# Cinnamon for reducing blood sugar?



## licia (Oct 16, 2005)

My dd was at the doctor this week and discovered her blood sugar was elevated.  The doctor told her to add a good bit of cinnamon to her diet. Has anyone ever heard of this?  I'd never heard it. My dh has a problem with his blood sugar being elevated also - but not to the diabetic point.  If this works, it would be a great thing.


----------



## texasgirl (Oct 16, 2005)

Wow, I've never heard of it. Let us know how it does. That would be great if it does work!!


----------



## kadesma (Oct 16, 2005)

Yes I've heard of it and my DH's cousin takes cinnamon to lower his, BUT, it is very hard to ingest that much so he puts the cinnamon in a capsule and takes it like that, I'm not sure of the amount and I'm not sure if it works, I feel there is no harm in giving it a shot if you intend to do blood glucose testing, if you're not, better to stick to meds that have been proven to lower you BG, better safe than sorry.
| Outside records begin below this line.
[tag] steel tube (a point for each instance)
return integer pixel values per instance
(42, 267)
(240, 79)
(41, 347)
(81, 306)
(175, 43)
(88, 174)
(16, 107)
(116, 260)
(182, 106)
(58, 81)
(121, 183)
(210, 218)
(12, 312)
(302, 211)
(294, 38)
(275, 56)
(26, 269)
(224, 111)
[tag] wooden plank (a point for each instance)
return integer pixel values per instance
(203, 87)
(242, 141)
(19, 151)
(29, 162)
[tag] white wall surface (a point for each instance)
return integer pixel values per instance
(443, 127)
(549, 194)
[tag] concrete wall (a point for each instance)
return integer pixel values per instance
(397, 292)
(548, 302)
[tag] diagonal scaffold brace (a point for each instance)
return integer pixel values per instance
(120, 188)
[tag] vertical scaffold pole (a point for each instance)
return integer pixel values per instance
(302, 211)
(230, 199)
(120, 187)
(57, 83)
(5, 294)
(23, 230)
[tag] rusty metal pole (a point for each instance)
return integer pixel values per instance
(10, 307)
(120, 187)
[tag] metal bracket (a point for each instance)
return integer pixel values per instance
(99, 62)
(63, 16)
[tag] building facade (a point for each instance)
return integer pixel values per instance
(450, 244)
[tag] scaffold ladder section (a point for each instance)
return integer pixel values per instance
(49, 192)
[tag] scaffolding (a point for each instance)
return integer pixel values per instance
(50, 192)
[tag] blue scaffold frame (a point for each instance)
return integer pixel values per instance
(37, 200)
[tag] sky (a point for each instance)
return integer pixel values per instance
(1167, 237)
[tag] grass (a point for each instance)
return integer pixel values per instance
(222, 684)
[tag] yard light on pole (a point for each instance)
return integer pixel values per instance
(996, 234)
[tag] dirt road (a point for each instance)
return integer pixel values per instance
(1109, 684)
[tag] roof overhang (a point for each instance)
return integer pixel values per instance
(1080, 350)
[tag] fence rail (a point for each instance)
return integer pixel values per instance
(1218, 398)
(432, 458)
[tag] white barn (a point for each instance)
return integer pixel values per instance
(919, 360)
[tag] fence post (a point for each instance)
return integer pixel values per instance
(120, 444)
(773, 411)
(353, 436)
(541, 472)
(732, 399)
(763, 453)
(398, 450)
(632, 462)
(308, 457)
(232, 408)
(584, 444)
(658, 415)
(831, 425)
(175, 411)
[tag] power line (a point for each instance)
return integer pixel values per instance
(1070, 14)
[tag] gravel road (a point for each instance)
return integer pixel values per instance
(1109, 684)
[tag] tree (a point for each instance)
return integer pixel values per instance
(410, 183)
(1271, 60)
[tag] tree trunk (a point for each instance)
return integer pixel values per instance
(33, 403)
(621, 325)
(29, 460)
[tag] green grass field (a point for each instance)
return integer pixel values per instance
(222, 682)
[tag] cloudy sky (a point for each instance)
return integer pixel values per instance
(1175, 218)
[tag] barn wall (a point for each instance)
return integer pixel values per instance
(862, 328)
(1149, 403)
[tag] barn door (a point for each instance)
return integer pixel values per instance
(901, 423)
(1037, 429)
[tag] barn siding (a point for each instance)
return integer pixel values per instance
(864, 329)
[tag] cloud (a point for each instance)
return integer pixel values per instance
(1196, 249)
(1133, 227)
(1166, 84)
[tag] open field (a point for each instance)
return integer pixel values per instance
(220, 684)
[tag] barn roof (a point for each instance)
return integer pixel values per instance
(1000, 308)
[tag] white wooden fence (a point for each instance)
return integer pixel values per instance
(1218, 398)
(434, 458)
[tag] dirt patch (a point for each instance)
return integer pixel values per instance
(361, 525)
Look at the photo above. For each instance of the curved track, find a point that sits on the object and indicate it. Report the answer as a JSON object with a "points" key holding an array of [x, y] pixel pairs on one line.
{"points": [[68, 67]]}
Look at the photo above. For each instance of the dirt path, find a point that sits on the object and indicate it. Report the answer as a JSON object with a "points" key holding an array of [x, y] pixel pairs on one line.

Above all before you do anything ask your doctor!!!


kadesma


----------



## daisy (Oct 17, 2005)

Well, to me it's just another Herb! It has its upside and its downside like any other herb. Here's some more information about Cinnamon:

The inner bark and twigs are used, usually powdered. A hot drink of cinnamon will stimulate circulation and cause sweating, preventing and resolving flu, colds, catarrh and other infections. Cinnamon helps to reduce fevers, improves the circulation, helps bring on suppressed menstruation and relieves menstrual cramping. It helps in the treatment of ******l yeast infections. Oil of cinnamon can be inhaled for head colds and chest infections, and can be used externally to relieve the pain of arthritis or muscle pain. Applied direct, it will ease the pain of toothache. Cinnamon is useful in treating digestive problems such as colic, diarrhoea, nausea and vomting. Taken cold, it can be used to stop excessive sweating. Cinnamon helps to reduce blood sugar levels, and helps insulin to work more efficiently. In India, it is taken after birth as a contraceptive. The powder can be sprinkled onto small cuts and grazes.
 _Usual Dosage:_ Add a rounded teaspoon of cinnamon powder to 1 cup boiling water, stir and drink while hot. Drink a small portion at a time, 3 times a day, or drink a cup as needed for griping and pain in the bowels due to gas. Take with meals to aid digestion. Use 1/4 teaspoon to a cup of other herbs to flavour them. Put it in with the herbs when the tea is made. To make the tincture, combine 10-1/2 tablespoon powdered cinnamon in 1 1/4 cups of vodka. Add enough water to make a 50% alcohol solution. Put in a bottle and leave for two weeks, shaking once in the morning and again in the evening. Then strain and, pour the liquid into a bottle suitable for storage. This tincture will last a long time. Dilute up to 5 ml in a little hot water and take for colds and chills. As a mouthwash: 1/2 teaspoon of the tincture  in half a glass of warm water. Dissolve 5 drops oil in boiling water and inhale the steam for coughs and respiratory irritation. Dilute 10ml cinnamon oil in 25ml almond or sunflower oil and use externally for abdominal colic, stomach chills, or diarrhoea. Soak a pad in the decoction or diluted tincture to relieve arthritic and rheumatic pain. Boil 8-10 sticks cinnamon in 4 cups water, simmer 5 minutes, steep 45 minutes, then apply direct to treat tinea and other fungal infections.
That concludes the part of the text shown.